Reí en voz alta cuando caí en la cuenta de que seguía siendo invisible para ellos. Cerré los ojos, disolví el velo protector y avancé como si saliera de una puerta secreta. No tenía que seguir ocultando a las demás. Sabía que estaban a salvo.

Los ojos del jefe se abrieron de par en par, y palideció más que su barba rala. Soltó a Madeleine, que me miraba boquiabierta y cayó de rodillas.

– Santa Madre de Dios -suspiró el normando, y la imitó. Uno a uno, monjas y soldados se persignaron y arrodillaron.

Me daba igual lo que creían ver. Solo sabía lo que era preciso hacer. Me arrodillé junto a Geraldine, reprimiendo mi dolor, la puse de costado y, con cierto esfuerzo, arranqué la espada. Ella gimió, porque seguía con vida, viva, sí, pero sangrando en abundancia por su herida. No tardaría en desangrarse hasta morir.

Me senté en el suelo y la estreché entre mis brazos.

Estaba destinada a ser mi maestra. No tenía por qué morir. Sabía que me encontraba al borde de un precipicio. Podía reaccionar con amargura, renunciar a la Diosa y maldecir a mi destino. Podía huir de lo que debía ser.

Pero no lo haría.

Cerré los ojos y apreté mi mano contra la herida. Mis faldas ya estaban empapadas de sangre. Ella estaba agonizando en mis brazos.

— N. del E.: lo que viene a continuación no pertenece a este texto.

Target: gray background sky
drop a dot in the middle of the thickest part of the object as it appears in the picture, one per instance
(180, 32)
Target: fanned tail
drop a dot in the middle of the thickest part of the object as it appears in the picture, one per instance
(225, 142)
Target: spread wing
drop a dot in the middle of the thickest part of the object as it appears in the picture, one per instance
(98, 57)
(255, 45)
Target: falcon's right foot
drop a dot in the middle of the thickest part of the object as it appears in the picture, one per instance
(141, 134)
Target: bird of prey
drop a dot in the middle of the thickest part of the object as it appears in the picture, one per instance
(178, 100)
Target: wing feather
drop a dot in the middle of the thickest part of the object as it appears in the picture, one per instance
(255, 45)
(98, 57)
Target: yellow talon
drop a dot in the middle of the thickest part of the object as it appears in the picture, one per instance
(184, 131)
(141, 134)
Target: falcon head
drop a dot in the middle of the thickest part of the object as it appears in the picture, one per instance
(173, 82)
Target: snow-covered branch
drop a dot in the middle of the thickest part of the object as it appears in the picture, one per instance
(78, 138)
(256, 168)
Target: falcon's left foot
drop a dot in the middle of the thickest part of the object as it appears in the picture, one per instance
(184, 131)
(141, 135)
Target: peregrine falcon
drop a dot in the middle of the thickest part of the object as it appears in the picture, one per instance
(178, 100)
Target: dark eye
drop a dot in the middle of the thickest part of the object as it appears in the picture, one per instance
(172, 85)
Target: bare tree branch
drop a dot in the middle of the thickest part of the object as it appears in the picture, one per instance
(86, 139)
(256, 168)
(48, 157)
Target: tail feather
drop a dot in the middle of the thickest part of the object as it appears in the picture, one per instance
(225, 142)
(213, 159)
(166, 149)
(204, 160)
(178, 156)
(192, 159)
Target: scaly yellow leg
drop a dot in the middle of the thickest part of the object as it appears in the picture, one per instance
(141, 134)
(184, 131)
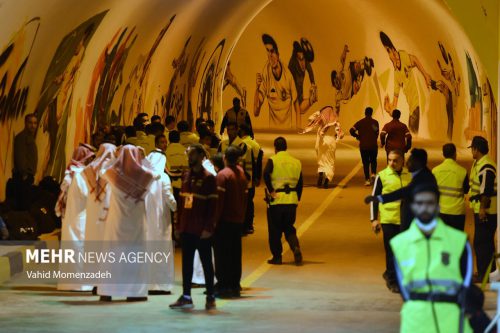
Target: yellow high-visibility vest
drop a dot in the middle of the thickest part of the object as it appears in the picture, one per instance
(286, 172)
(450, 177)
(390, 213)
(250, 157)
(177, 161)
(430, 268)
(479, 168)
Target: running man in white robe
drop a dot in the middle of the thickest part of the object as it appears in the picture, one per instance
(198, 279)
(99, 192)
(328, 133)
(159, 202)
(71, 207)
(130, 178)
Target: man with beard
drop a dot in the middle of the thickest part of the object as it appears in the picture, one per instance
(434, 268)
(417, 165)
(197, 217)
(276, 84)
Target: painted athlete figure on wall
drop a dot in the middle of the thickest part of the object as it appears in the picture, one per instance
(299, 65)
(276, 84)
(347, 81)
(449, 86)
(404, 63)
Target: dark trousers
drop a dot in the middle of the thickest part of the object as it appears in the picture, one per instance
(454, 221)
(176, 192)
(280, 219)
(191, 243)
(250, 211)
(227, 250)
(369, 159)
(389, 231)
(484, 243)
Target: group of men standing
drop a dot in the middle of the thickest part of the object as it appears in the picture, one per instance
(128, 194)
(421, 214)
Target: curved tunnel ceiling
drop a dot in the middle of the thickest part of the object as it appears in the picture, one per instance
(79, 64)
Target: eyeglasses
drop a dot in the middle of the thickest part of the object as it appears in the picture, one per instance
(424, 202)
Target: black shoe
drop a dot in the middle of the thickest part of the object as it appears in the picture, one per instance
(105, 299)
(235, 293)
(137, 299)
(159, 292)
(210, 303)
(274, 261)
(320, 179)
(393, 287)
(297, 255)
(196, 285)
(182, 303)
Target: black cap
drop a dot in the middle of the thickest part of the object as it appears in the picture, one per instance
(479, 143)
(424, 187)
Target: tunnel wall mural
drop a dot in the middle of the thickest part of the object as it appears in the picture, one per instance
(291, 64)
(82, 65)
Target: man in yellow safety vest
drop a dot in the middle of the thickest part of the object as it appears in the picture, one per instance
(483, 201)
(434, 269)
(283, 178)
(453, 183)
(388, 216)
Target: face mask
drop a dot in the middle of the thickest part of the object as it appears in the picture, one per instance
(425, 207)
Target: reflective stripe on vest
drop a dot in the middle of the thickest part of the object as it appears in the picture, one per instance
(176, 161)
(391, 181)
(430, 266)
(450, 177)
(476, 188)
(286, 171)
(250, 158)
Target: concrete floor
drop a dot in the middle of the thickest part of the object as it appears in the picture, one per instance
(339, 289)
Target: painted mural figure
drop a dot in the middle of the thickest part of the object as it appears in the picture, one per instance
(299, 65)
(174, 100)
(14, 58)
(404, 78)
(56, 118)
(329, 131)
(347, 81)
(208, 91)
(276, 84)
(230, 80)
(449, 87)
(106, 79)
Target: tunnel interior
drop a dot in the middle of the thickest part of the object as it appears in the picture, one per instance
(82, 65)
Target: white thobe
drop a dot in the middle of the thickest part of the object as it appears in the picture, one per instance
(73, 224)
(326, 146)
(125, 225)
(160, 202)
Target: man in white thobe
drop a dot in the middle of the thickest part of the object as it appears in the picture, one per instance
(71, 207)
(328, 133)
(159, 202)
(130, 178)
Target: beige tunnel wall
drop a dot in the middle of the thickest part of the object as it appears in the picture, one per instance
(79, 64)
(420, 28)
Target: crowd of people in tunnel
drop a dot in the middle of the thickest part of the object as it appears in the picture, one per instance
(150, 182)
(155, 182)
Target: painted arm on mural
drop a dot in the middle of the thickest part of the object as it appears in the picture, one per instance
(259, 95)
(230, 79)
(389, 105)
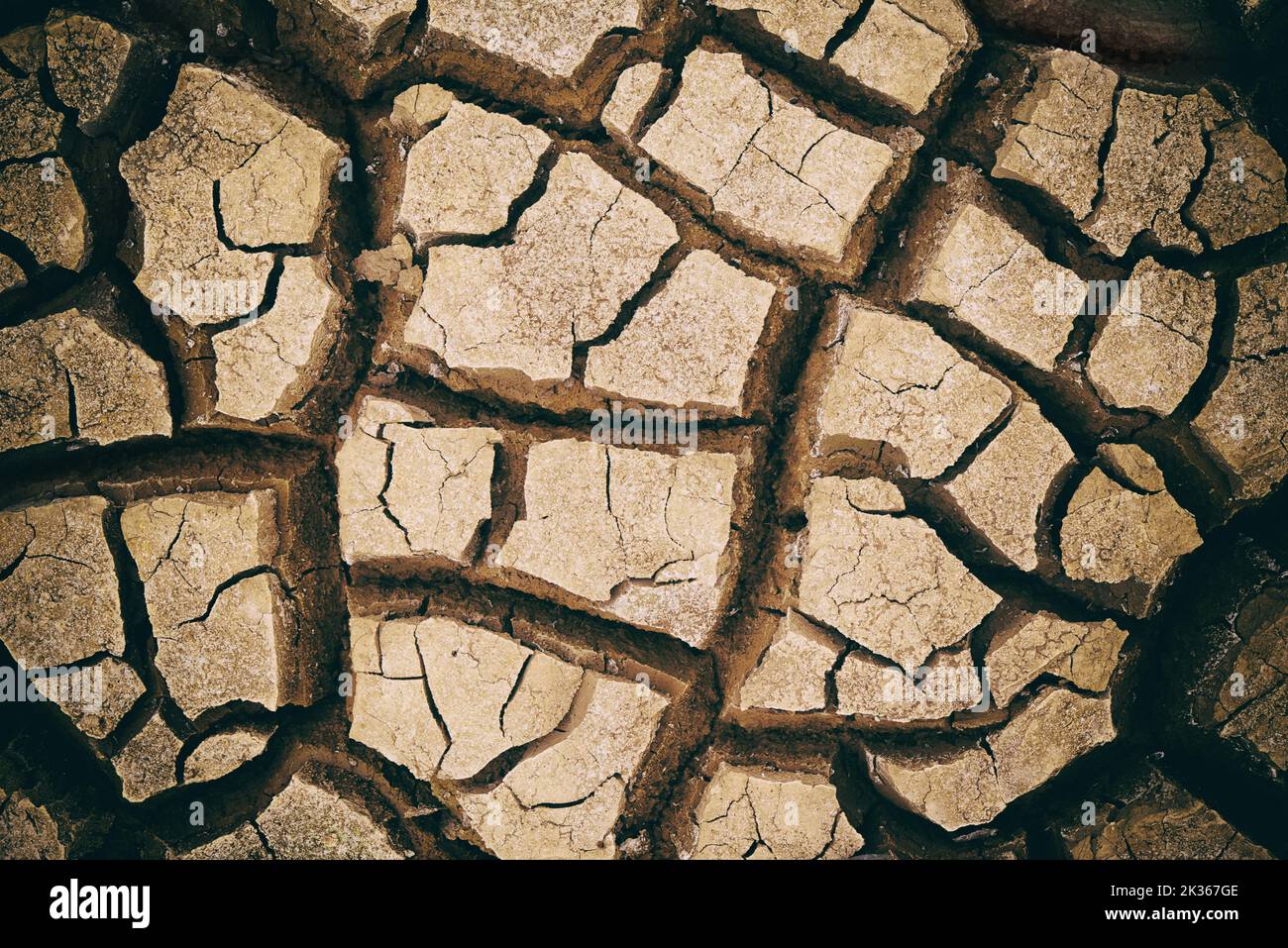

Sonreí ante la falta de lógica de todo ello. Me disolví.

Unión. Resplandor. Dicha.

Un murmullo recorrió la multitud, como el aleteo de las alas de un pájaro.

Abrí los ojos y me descubrí mirando los de Geraldine, ya no opacos y distantes, sino vivos y brillantes, y me estaban mirando desde arriba, porque estaba sentada.

Mi mano seguía apretada contra su herida. La retiró poco a poco para dejar al descubierto la lana negra, intocada, impoluta.

Se levantó, radiante, y extendió la mano para levantarme.

– Acabáis de presenciar un verdadero milagro de Dios -dijo a los presentes arrodillados, y el jefe normando rompió a llorar.

15

Solo más tarde descubrí por qué los soldados y las hermanas se habían arrodillado: no solo porque había aparecido como surgida de la nada (cosa que era cierto), sino porque había aparecido ante ellos como la Virgen María, en su apariencia de Reina del Cielo, con el velo azul y la corona de oro. Solo aparecí con mi propia presencia después de que Geraldine me levantara del suelo.

Los demás nos contemplaron en silencio durante un rato. Después, poco a poco, monjas y soldados se pusieron en pie. La piel de Geraldine brillaba como un pergamino sostenido ante una llama.